Plimmer Steps, Above Leroy's Bar, Wellington
18/03/2019 - 19/03/2019
The Extraordinary Story of A Very Ordinary Spy
WATER by Mark Langham is a brand new play telling the true story of WW1 German Spy, Hans Lody.
A fast moving adventure, the story tells of how a young fragile man unexpectedly entered the shady world of espionage in WW1 and, although an unmitigated disaster as a Spy, proved that politeness, courtesy and decency transcend any conflict.
Featuring 5 actors playing some 45 parts (!) this play tells the quite extraordinary story of a very ordinary spy!!!
2 Plimmer Steps (above Leroys Bar)
Monday 18 & Tuesday 19 March 2019
General Admission $22.00
Fringe Addict $15.00
CARL HANS LODY: Stephen Lloyd-Coombs
46 other characters played by:
Solid writing dextrously delivered - but is it Fringe?
Review by Barnaby Olson 19th Mar 2019
I know absolutely nothing about writer/director Mark Langham’s NZ Fringe Festival debut Water, as I enter the upstairs venue at Leroy’s on the Plimmer Steps. As a bit of a ring-in for this one, and with no programme information readily available – in my mind not a criticism – I rely on the environment more than usual to give me some hints. The venue is set up like a 1920s cabaret bar, everything is black or draped in black, and there’s gentle jazz music playing in the background.

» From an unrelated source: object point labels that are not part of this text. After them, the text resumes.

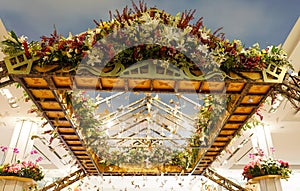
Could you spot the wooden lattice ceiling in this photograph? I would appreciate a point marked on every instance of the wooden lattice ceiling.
(247, 90)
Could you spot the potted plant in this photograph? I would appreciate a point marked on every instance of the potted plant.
(267, 171)
(20, 174)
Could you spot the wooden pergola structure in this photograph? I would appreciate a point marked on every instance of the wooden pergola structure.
(245, 89)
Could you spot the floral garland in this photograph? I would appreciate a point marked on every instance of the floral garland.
(70, 51)
(27, 169)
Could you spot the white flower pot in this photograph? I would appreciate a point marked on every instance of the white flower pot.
(13, 183)
(269, 182)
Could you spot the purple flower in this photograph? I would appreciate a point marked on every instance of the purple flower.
(16, 150)
(272, 149)
(251, 155)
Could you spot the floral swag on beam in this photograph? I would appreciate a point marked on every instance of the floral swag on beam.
(61, 52)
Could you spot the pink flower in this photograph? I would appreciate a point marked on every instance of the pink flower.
(4, 148)
(39, 159)
(33, 152)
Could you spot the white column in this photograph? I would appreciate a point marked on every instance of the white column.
(262, 139)
(21, 139)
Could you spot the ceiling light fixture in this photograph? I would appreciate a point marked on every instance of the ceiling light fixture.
(12, 101)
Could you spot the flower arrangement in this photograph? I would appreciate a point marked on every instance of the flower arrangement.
(262, 165)
(161, 42)
(27, 169)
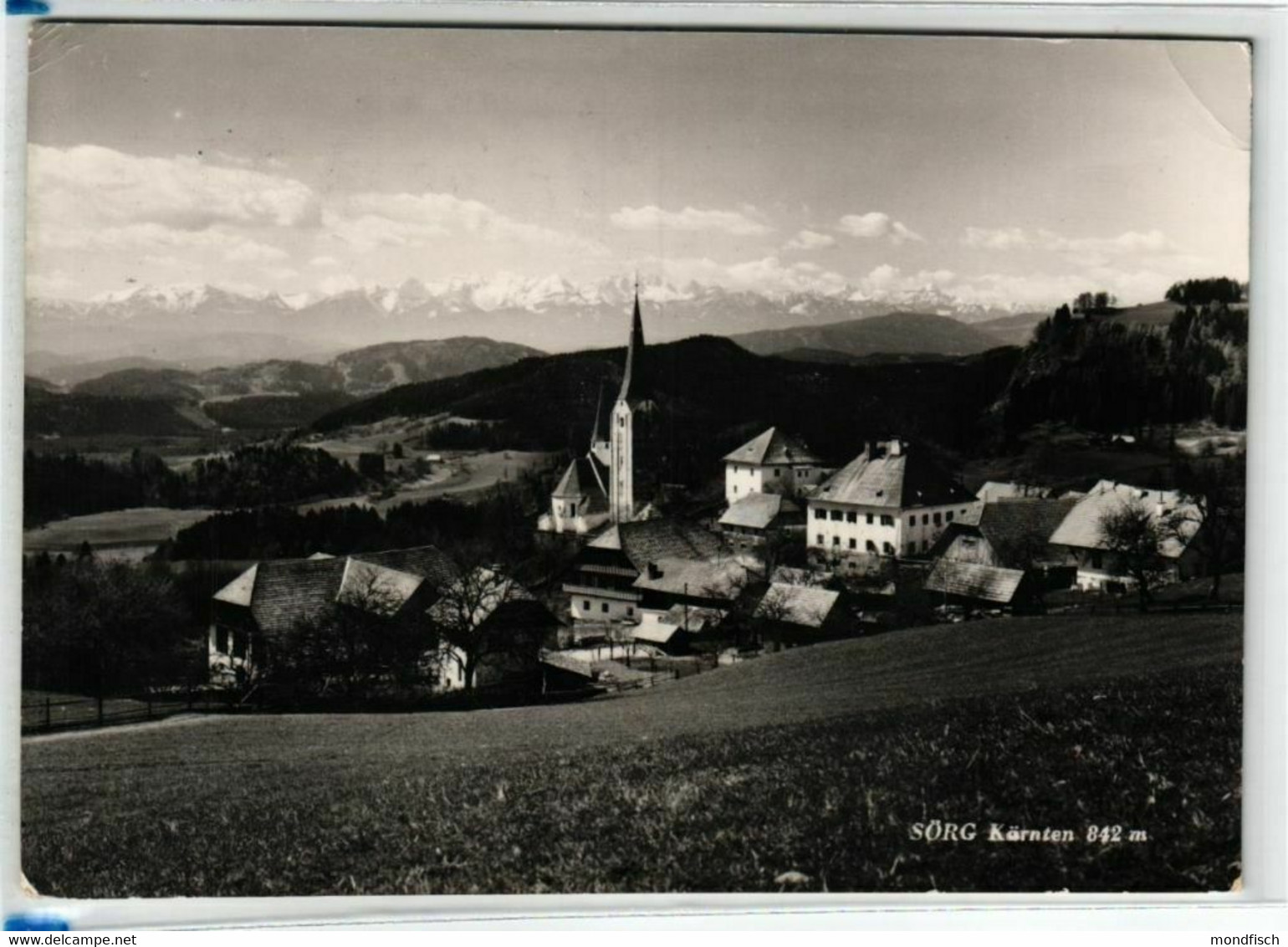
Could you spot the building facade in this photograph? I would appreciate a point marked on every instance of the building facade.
(889, 501)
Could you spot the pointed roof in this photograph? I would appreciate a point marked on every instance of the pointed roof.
(896, 477)
(634, 384)
(772, 448)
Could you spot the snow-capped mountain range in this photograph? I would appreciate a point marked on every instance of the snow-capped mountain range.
(550, 314)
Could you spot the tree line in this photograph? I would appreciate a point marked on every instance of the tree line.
(69, 484)
(1112, 376)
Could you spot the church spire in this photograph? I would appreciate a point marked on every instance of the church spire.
(632, 383)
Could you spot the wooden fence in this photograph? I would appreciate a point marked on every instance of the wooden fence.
(53, 714)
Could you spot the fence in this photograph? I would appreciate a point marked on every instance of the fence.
(50, 714)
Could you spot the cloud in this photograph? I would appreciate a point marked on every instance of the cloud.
(769, 276)
(90, 186)
(1090, 250)
(653, 218)
(371, 221)
(809, 240)
(877, 226)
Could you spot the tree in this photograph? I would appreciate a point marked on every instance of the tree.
(103, 629)
(370, 639)
(465, 611)
(1135, 536)
(1214, 513)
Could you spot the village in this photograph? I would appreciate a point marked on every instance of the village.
(801, 550)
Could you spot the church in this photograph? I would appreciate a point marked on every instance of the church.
(612, 482)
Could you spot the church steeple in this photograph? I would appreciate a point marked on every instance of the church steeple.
(632, 381)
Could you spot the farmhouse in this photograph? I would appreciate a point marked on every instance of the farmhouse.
(800, 615)
(601, 582)
(889, 501)
(254, 612)
(770, 463)
(749, 522)
(1081, 543)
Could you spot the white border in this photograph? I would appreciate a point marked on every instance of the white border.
(1265, 832)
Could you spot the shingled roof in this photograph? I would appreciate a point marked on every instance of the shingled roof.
(649, 540)
(756, 510)
(585, 477)
(279, 593)
(894, 476)
(772, 448)
(974, 580)
(1081, 527)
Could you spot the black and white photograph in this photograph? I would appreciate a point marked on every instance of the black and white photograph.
(570, 462)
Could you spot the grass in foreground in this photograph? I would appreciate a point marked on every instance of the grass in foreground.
(729, 811)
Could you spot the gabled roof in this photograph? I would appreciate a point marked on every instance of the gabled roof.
(772, 448)
(973, 580)
(279, 593)
(798, 605)
(1081, 527)
(756, 510)
(994, 491)
(694, 577)
(649, 540)
(882, 477)
(584, 479)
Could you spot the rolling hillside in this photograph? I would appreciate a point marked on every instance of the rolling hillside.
(713, 395)
(815, 760)
(902, 333)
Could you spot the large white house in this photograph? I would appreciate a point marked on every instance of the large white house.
(770, 463)
(1081, 541)
(889, 501)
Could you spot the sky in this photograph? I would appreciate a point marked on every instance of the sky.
(309, 160)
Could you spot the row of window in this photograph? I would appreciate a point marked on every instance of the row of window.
(851, 517)
(603, 607)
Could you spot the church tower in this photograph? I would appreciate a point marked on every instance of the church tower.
(622, 436)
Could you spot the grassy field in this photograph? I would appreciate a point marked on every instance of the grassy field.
(820, 761)
(140, 529)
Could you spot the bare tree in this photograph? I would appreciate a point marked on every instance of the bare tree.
(1214, 514)
(464, 617)
(1135, 536)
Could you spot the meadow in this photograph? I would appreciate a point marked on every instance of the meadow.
(800, 770)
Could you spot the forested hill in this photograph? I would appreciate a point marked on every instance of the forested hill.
(1111, 375)
(713, 395)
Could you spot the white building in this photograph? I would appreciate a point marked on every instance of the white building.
(889, 501)
(770, 463)
(1080, 538)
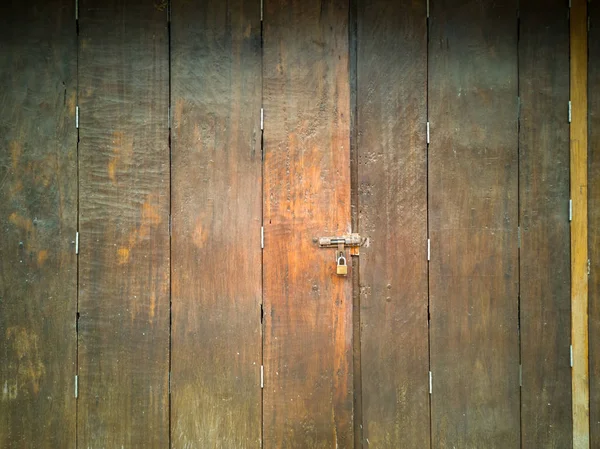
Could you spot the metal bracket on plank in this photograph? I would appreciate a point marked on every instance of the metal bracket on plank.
(428, 250)
(262, 376)
(570, 210)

It feels intimate.
Water begins simply: five actors take to the stage in chorus, before one of them – Stephen Lloyd Coombs – steps forward to play our protagonist: Carl Hans Lody. Lody is our narrator, speaking to the room and detailing his real-life journey from his childhood to his arrest – Water’s starting point. In between a huge amount of ground is covered, the most relevant of which is Lody’s career as a makeshift German spy. As a multi-national of sorts, Lody falls into espionage, and seems to be loved and respected wherever he goes.
The writing is solid. Tonally it reminds me a little of The Sun Also Rises, which I loved when it came to NZ as part of last year’s NZ Festival, insomuch as it is verbally dense and clearly dated but not in a way that makes it inaccessible.
The performers, led by Lloyd Coombs, generally work well together, the pace is good throughout, and all the actors clearly have the verbal dexterity to deal with the density and rhythms of Langham’s text.
I am a little confused with the accent work. Convincing American and Scottish accents are affected when the text asks for it but English accents seem to be standing in for German, and perhaps others. There is one scene where (I think) a German and an Englishman talk on the phone, but both sound English, and everyone at my table is confused.
The main problem I have with Water – and I admit upfront that I’m expressing a bit of bias here – is that it doesn’t feel Fringe-y. Its format is very traditional: our narrator leads us through his life and his journey is illustrated by scenes that colour it. For my tastes, it’s absolutely crying out for some theatrical divergence; some additional forms, or design languages, or something that might bring a little more capacity for surprise to the table.
Water feels like a test run for a show that you could take, throw some money behind and play to decent houses in Circa One for a month with relative ease. The script is good enough, the story holds us, and I think it would be successful in that context. It may just be that I’m judging it against a set of criteria formulated specifically for a Festival that celebrates being a little further away from the theatrical mainstream. Simply put: it feels like a weird fit.